Then Marnie woke. And the pain in her head and her ears and her teeth made her feel that yes, definitely she had her wisdom teeth pulled out again.

Except that wasn’t it. It was a hangover. The worst in her life.

Yet even through the excruciating pain, the realization of the night before crept in.

Had he really said it?

She reached over. And felt his warm skin.

He was still there. Next to her. Asleep.

She willed her eyes to open.

His hair fell over his eyes and she wanted to brush it away, to look at his closed lids, to kiss his eyelashes, to wake him, but she was afraid. Afraid it was all really just a dream, and if she woke him, it would all be over. She was also afraid she would vomit.

She got up, leaned over and grabbed his crumpled shirt from the floor. She put it on and crawled into the bathroom.

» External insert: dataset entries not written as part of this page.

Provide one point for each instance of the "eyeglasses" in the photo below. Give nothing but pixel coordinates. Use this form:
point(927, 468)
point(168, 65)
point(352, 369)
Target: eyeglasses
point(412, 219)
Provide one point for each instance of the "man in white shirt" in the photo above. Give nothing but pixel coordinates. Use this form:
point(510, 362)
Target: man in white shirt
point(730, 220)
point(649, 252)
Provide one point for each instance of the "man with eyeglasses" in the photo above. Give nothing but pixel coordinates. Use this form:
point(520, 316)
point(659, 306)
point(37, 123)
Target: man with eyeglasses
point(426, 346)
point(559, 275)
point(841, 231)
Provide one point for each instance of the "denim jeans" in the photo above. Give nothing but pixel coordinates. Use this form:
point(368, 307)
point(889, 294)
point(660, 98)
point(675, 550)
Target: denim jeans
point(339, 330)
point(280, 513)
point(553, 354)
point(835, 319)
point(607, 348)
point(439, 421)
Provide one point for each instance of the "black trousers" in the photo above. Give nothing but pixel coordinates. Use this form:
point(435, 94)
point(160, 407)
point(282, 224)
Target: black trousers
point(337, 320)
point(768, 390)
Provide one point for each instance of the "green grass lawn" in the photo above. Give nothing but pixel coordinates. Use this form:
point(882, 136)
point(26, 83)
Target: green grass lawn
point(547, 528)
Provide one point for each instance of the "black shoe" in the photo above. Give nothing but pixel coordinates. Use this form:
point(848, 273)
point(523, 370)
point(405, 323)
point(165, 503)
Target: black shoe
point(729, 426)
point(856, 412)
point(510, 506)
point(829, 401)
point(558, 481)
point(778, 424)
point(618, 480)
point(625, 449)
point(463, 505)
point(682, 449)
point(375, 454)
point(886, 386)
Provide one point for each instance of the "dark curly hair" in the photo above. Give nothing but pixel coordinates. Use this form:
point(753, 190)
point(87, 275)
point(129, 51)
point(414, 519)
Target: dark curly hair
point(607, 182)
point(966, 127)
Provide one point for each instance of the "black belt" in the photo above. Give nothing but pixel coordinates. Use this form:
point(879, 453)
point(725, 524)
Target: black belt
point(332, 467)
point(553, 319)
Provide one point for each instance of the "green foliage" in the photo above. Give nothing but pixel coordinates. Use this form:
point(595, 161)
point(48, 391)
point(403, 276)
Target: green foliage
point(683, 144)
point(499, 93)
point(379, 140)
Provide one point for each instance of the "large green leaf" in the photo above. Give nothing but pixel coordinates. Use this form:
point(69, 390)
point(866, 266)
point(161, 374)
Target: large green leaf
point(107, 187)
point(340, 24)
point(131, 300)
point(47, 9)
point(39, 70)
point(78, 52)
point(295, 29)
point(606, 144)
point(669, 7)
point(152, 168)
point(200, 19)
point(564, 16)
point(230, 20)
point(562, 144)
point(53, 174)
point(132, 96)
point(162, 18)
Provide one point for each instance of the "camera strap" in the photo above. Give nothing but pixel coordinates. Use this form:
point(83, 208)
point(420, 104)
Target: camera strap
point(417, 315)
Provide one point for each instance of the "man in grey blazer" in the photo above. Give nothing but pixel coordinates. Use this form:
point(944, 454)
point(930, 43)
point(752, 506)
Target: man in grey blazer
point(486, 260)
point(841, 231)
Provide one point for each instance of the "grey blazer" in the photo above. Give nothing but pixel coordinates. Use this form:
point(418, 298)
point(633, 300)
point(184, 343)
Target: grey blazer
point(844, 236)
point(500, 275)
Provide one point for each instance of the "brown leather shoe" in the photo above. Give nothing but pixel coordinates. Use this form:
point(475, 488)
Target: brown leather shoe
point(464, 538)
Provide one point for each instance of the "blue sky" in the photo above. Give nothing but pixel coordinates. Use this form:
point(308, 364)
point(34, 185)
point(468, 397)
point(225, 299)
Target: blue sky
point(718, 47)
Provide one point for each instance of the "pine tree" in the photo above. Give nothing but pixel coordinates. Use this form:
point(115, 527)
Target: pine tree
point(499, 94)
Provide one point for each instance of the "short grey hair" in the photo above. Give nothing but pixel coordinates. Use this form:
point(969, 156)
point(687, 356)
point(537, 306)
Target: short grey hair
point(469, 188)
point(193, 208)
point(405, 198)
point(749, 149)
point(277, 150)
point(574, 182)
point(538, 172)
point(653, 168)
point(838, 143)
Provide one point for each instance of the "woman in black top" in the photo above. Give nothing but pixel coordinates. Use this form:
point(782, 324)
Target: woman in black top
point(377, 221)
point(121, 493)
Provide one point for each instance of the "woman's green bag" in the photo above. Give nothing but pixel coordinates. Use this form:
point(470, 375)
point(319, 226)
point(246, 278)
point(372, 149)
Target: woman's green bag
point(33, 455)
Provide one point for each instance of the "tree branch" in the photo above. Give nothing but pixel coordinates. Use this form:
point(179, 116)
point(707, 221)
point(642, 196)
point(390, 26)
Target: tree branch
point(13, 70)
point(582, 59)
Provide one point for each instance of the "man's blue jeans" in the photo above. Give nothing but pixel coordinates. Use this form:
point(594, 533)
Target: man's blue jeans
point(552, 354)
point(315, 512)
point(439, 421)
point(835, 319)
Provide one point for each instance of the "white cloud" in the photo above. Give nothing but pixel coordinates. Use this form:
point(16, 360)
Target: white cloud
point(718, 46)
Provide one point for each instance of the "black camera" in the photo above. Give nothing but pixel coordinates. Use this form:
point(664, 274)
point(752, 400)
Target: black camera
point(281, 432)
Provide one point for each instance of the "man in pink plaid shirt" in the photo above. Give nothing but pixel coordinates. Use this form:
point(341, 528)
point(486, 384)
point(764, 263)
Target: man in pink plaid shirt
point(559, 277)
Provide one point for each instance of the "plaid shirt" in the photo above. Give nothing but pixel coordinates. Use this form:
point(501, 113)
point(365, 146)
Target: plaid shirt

She’d never been so hungover, never gotten that high, or done anything as crazy as what they’d done in the diner, and then what they did afterward. Marnie knelt onto the bathroom floor and her heart beat into her ears, and her pulse vibrated throughout her limp body. She pulled her hair from her face, gagged and threw up. She slumped over the toilet, resting her head on the cool porcelain, thinking that it was a disgusting place to lie, that it would be a horrible place to die.

She might have fallen asleep for fifteen minutes or an hour, she wasn’t sure, but time had definitely passed. When she could move again, she stood up, went to the sink and splashed water all over her face. She shook three Advil out of the bottle and placed them onto her tongue, leaned down to slurp water straight from the faucet.

Did he really say it? And what did she say back to him? What if he didn’t remember saying what she was pretty sure he told her? What if he hadn’t meant it?

“Mar, you in there?” he called from her bed.

“Yeah.” Her voice croaked out the syllable.

“Can you bring me my one-hitter and a lighter?”

“You’re gonna get high?”

“I’ve got a huge hangover.”

Marnie walked back into her room and flopped herself onto the bed.

“Oh, don’t do that!”

“What?” she asked.

“Move so fast.”

“Sorry.”

“We shouldn’t have had that tequila. On top of everything else, I’m no good with tequila,” he said. “Did you bring me the lighter?”

“Do you really think you should do that?” Marnie asked.

“Don’t tell me what to do.” He rubbed his temples.

“Come on, seriously though? Don’t you feel like shit?” Marnie touched his abdomen.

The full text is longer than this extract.